2019-10-22 19:59:15 +02:00
parent 870cd91b5f
commit 04867334e7
1 changed files with 148 additions and 3 deletions
--- a/src/core/device.cu
+++ b/src/core/device.cu
@@ -1895,9 +1895,9 @@ acDeviceBoundcondStepMPI_bad(const Device device, AcMesh* submesh)
    return AC_SUCCESS;
 }

-// BEST USE THIS!
+// BEST USE THIS! (substep version)
 static AcResult
-acDeviceBoundcondStepMPI(const Device device, AcMesh* submesh)
+acDeviceBoundcondStepMPI_single_step_best(const Device device, AcMesh* submesh)
 {
    acDeviceSynchronizeStream(device, STREAM_ALL);
    MPI_Barrier(MPI_COMM_WORLD);
@@ -1993,6 +1993,151 @@ acDeviceBoundcondStepMPI(const Device device, AcMesh* submesh)
    return AC_SUCCESS;
 }

+// BEST USE THIS! (full integration step)
+static AcResult
+acDeviceBoundcondStepMPI(const Device device, AcMesh* submesh)
+{
+    const int mx       = device->local_config.int_params[AC_mx];
+    const int my       = device->local_config.int_params[AC_my];
+    const int mz       = device->local_config.int_params[AC_mz];
+    const size_t count = mx * my * NGHOST;
+
+    for (int isubstep = 0; isubtep < 3; ++isubstep) {
+        // Local boundconds
+        for (int i = 0; i < NUM_VTXBUF_HANDLES; ++i) {
+            // Front plate local
+            {
+                const int3 start = (int3){0, 0, NGHOST};
+                const int3 end   = (int3){mx, my, 2 * NGHOST};
+                acDevicePeriodicBoundcondStep(device, (Stream)i, (VertexBufferHandle)i, start, end);
+            }
+            // Back plate local
+            {
+                const int3 start = (int3){0, 0, mz - 2 * NGHOST};
+                const int3 end   = (int3){mx, my, mz - NGHOST};
+                acDevicePeriodicBoundcondStep(device, (Stream)i, (VertexBufferHandle)i, start, end);
+            }
+        }
+        // Inner boundconds (while waiting)

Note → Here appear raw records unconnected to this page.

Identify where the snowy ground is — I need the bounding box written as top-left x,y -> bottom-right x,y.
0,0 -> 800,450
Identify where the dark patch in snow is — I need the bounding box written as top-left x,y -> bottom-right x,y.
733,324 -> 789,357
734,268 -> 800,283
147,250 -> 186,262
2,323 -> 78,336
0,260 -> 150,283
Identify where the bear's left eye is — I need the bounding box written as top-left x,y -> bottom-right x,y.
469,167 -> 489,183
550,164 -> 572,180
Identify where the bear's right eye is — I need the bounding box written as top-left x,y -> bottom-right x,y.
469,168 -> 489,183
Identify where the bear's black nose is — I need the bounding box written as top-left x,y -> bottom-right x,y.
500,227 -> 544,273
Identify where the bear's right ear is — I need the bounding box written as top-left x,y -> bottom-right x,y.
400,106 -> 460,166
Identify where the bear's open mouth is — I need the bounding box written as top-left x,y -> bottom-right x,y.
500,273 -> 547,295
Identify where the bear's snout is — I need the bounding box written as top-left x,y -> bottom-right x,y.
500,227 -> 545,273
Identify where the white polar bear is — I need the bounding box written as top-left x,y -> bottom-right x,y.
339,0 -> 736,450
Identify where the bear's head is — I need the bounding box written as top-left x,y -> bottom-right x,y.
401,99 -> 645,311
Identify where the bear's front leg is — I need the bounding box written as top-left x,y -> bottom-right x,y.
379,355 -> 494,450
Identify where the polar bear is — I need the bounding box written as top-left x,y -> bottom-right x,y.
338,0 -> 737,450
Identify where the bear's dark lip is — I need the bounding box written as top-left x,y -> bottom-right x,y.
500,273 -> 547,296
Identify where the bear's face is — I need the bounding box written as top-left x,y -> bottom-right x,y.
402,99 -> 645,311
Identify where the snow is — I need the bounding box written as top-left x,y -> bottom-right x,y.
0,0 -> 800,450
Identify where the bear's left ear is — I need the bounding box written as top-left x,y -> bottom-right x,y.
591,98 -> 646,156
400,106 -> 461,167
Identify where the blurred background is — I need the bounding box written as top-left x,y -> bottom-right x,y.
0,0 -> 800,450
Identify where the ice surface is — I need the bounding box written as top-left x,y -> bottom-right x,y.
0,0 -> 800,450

+        for (int i = 0; i < NUM_VTXBUF_HANDLES; ++i) {
+
+            const int3 start = (int3){0, 0, 2 * NGHOST};
+            const int3 end   = (int3){mx, my, mz - 2 * NGHOST};
+            acDevicePeriodicBoundcondStep(device, (Stream)(NUM_STREAMS - 1), (VertexBufferHandle)i,
+                                          start, end);
+        }
+        // Inner integration
+        {
+            ERRCHK(NUM_STREAMS - 2 >= 0);
+            const int3 m1 = (int3){2 * NGHOST, 2 * NGHOST, 2 * NGHOST};
+            const int3 m2 = node->subgrid.n;
+            acDeviceIntegrateSubstep(devices, (Stream)(NUM_STREAMS - 2), isubstep, m1, m2, dt);
+        }
+
+        // MPI
+        MPI_Request recv_requests[2 * NUM_VTXBUF_HANDLES];
+        MPI_Datatype datatype = MPI_FLOAT;
+        if (sizeof(AcReal) == 8)
+            datatype = MPI_DOUBLE;
+
+        int pid, num_processes;
+        MPI_Comm_rank(MPI_COMM_WORLD, &pid);
+        MPI_Comm_size(MPI_COMM_WORLD, &num_processes);
+
+        for (int i = 0; i < NUM_VTXBUF_HANDLES; ++i) {
+            { // Recv neighbor's front
+                // ...|ooooxxx|... -> xxx|ooooooo|...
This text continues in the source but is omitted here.